On the third day, my friend was heading to Honk Kong in the morning to I went with him to say goodbye at Pudong airport and went to my hostel I booked a night before. It was my last day in Shanghai, so I decided to explore Jing’an Temple, which was located 10 minutes from the place where I stayed. It is a typical Buddhist temple on West Nanjing Road, in Jing’an District. This place was just awesome. There was a 3.8-meter jade Buddha sitting in the centre (it is the largest sitting jade Buddha statue in the country), some stone Buddhas and the Precious Hall of the Great Hero. Surprisingly, there were not many tourists there so the place seemed to be peaceful and quiet.
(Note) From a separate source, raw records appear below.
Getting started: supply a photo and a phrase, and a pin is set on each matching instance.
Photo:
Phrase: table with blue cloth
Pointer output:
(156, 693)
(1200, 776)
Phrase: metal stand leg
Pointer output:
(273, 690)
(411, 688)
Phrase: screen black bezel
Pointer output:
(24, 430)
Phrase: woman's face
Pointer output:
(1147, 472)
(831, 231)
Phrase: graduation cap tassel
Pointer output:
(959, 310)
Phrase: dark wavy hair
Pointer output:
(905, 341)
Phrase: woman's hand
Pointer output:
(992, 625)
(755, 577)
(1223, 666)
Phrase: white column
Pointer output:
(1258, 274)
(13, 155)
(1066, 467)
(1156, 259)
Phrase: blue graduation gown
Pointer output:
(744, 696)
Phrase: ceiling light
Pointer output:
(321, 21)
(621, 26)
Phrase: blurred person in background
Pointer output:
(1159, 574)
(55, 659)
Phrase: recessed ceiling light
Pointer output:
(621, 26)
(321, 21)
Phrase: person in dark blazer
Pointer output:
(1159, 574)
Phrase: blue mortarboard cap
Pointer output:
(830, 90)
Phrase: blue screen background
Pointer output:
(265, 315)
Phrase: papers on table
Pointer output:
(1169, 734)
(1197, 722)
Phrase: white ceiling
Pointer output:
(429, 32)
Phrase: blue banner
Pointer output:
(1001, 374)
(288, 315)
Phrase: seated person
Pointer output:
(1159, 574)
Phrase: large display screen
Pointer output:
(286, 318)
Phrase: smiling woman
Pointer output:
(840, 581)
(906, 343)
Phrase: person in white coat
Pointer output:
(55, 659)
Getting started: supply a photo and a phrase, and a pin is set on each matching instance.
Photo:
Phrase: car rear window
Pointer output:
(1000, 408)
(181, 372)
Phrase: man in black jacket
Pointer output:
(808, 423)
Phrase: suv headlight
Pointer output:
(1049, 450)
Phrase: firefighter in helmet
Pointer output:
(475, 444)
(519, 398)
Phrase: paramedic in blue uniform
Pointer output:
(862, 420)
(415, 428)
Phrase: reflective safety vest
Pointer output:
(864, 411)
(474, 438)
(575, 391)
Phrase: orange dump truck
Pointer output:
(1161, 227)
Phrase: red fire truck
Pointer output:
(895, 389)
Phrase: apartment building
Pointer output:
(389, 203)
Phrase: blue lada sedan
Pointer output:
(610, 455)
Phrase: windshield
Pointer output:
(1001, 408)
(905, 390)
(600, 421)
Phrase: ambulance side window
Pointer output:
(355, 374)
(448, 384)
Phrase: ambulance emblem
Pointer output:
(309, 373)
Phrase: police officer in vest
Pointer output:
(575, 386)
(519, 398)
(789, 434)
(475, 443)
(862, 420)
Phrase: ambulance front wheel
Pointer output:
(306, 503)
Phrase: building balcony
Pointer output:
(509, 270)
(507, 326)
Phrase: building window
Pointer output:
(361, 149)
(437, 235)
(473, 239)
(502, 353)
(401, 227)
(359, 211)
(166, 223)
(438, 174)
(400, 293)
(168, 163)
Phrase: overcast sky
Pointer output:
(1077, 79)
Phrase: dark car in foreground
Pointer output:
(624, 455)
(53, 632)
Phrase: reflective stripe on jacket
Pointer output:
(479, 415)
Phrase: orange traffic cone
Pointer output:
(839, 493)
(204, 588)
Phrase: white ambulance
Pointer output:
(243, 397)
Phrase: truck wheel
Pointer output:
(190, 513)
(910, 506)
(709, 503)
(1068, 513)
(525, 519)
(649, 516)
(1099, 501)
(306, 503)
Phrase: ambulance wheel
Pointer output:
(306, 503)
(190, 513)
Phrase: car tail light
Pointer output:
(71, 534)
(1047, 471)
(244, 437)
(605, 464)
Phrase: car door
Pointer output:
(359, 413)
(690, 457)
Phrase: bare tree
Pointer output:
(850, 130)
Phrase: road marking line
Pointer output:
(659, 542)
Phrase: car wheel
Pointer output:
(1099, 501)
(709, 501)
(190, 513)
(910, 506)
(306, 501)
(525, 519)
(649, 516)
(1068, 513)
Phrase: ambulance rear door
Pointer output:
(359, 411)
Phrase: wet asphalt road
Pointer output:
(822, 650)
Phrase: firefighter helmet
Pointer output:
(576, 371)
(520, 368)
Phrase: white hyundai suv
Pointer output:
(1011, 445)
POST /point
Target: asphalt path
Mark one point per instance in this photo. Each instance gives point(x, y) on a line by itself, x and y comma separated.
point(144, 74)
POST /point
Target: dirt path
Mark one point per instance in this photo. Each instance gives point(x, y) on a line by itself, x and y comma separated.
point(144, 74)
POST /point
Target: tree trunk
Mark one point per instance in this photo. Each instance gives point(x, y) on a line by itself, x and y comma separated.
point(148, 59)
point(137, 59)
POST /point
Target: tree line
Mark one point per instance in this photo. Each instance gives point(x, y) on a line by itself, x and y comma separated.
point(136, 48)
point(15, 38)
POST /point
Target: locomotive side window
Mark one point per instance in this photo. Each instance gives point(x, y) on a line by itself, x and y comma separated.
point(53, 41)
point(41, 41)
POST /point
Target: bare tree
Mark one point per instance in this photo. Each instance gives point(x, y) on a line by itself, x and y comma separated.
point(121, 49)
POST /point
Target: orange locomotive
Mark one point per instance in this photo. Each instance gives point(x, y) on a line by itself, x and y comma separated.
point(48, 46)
After that, I went back to my hostel where I met some American and Spanish backpackers. We had a dinner together and we all went to sleep at 1 am. Next day I was going to Xi’an to explore astonishing artistry from ancient China: the Terracotta Warriors. Unfortunately I caught a very bad cold so I had a massive headache and runny nose but it didn’t stop me from traveling. To sum up, these 4 days in Shanghai were one of the best I have ever had. Shanghai is the country’s neon-lit beacon of change, sophistication and opportunity. That’s the epicentre of food, fashion and fun. I was honoured to visit this place and at least for a few days I felt like a princess, not like a backpacker.